Shepherd struck and killed 6-year-old twins Xzavier and Mason Ingle, their sister 9-year-old Alivia Stahl and critically injured 11-year-old Maverik Lowe.
UPDATED MAR 2, 2020
(Police Department)
(Police Department)

A woman from Indiana, who slammed into four children with her pickup truck, killing three and critically injuring the other, has been convicted of three counts of reckless homicide. Alyssa Shepherd reportedly slammed into the children while they were crossing the street to get on their school bus. 

A Fulton County jury found the 24-year-old guilty of felony count of criminal recklessness and a misdemeanor count of causing injury by passing a school bus with the safety arm extended. Shepherd struck and killed 6-year-old twins Xzavier and Mason Ingle, their sister 9-year-old Alivia Stahl and critically injured 11-year-old Maverik Lowe, according to reports.

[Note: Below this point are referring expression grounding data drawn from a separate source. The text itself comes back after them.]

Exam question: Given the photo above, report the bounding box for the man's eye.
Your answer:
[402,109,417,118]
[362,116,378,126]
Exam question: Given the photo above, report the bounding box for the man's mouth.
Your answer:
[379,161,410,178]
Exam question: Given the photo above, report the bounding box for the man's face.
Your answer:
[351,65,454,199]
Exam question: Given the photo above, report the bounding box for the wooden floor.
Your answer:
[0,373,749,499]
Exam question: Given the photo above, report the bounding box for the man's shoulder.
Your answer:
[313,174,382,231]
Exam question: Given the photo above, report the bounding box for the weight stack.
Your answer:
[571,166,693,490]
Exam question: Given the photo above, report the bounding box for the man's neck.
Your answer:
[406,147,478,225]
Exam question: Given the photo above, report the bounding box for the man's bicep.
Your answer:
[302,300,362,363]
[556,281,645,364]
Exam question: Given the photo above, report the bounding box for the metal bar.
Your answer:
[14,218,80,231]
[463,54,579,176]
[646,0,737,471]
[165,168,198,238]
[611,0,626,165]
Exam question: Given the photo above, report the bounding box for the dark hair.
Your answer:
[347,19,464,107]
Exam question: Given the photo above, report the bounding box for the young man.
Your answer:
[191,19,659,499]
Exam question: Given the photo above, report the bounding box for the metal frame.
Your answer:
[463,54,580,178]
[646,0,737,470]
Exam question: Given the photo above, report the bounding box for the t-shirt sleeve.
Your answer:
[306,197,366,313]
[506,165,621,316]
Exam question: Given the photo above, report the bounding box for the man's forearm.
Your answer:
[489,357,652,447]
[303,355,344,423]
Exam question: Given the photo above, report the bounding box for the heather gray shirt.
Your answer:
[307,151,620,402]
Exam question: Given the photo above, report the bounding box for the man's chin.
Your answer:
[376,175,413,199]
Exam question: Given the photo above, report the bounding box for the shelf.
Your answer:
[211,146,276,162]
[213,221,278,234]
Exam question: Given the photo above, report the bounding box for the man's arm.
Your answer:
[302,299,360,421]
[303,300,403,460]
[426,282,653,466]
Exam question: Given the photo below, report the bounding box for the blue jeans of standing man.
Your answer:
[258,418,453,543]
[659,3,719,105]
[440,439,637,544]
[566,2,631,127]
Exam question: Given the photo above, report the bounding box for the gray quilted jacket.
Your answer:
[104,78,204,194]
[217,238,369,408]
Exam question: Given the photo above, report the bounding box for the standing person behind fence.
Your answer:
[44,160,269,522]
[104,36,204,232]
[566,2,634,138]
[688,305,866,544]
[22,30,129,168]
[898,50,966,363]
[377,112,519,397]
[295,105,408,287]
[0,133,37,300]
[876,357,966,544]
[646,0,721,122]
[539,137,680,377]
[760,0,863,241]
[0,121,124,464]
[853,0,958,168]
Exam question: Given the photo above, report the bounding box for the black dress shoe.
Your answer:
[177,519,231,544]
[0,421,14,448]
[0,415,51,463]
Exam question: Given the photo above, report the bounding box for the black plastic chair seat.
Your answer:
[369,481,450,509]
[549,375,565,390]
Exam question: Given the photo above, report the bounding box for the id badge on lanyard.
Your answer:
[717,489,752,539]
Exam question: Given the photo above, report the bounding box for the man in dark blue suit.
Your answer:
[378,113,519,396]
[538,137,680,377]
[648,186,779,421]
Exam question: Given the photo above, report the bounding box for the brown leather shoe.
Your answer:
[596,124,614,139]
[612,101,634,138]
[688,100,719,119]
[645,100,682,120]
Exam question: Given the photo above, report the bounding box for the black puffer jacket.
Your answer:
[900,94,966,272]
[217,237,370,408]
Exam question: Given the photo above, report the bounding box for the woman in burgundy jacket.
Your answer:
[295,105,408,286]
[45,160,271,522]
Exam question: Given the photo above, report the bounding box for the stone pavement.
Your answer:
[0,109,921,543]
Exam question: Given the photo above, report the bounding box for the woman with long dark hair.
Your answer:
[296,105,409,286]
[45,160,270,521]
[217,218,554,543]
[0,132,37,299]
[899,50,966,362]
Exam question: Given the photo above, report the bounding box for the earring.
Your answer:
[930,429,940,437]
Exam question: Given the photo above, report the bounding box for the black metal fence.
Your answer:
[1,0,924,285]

Shephard, while recounting the tragedy at the Fulton County Courthouse, said: "The only way I can describe it is an out-of-body experience. I was a mess." When her attorney asked her to recall the moment she ran into the four children, she said that her emotions ranged from disbelief to hysterical.

The woman claimed that she didn't initially recognize the school bus across the street from the victims' mobile homes in Rochester or the warning sign extended from the bus' side. Authorities, during her probable cause hearing, said that Shephard claimed to not connect the pieces until it was too late for her to stop her vehicle, according to the Daily Mail.

Indiana State Police Detective Michelle Jumper said: "She did not recognize it immediately as a school bus. In fact, she said she was trying to figure out what it was. She knows she dimmed her lights for it because it had headlights, but she couldn’t make out what it was. By the time she realized what it was, the kids were right there in front of her."

Fulton County Prosecutor Michael Marris, in his concluding arguments, said that the bus stop had been there in place for 50 years and there had never been a fatality before this accident. "The thing that makes me sick here is that this never should have happened," Marrs said. 

Shephard could reportedly face up to 21 and a half years in prison. Her sentencing hearing is scheduled for December 18.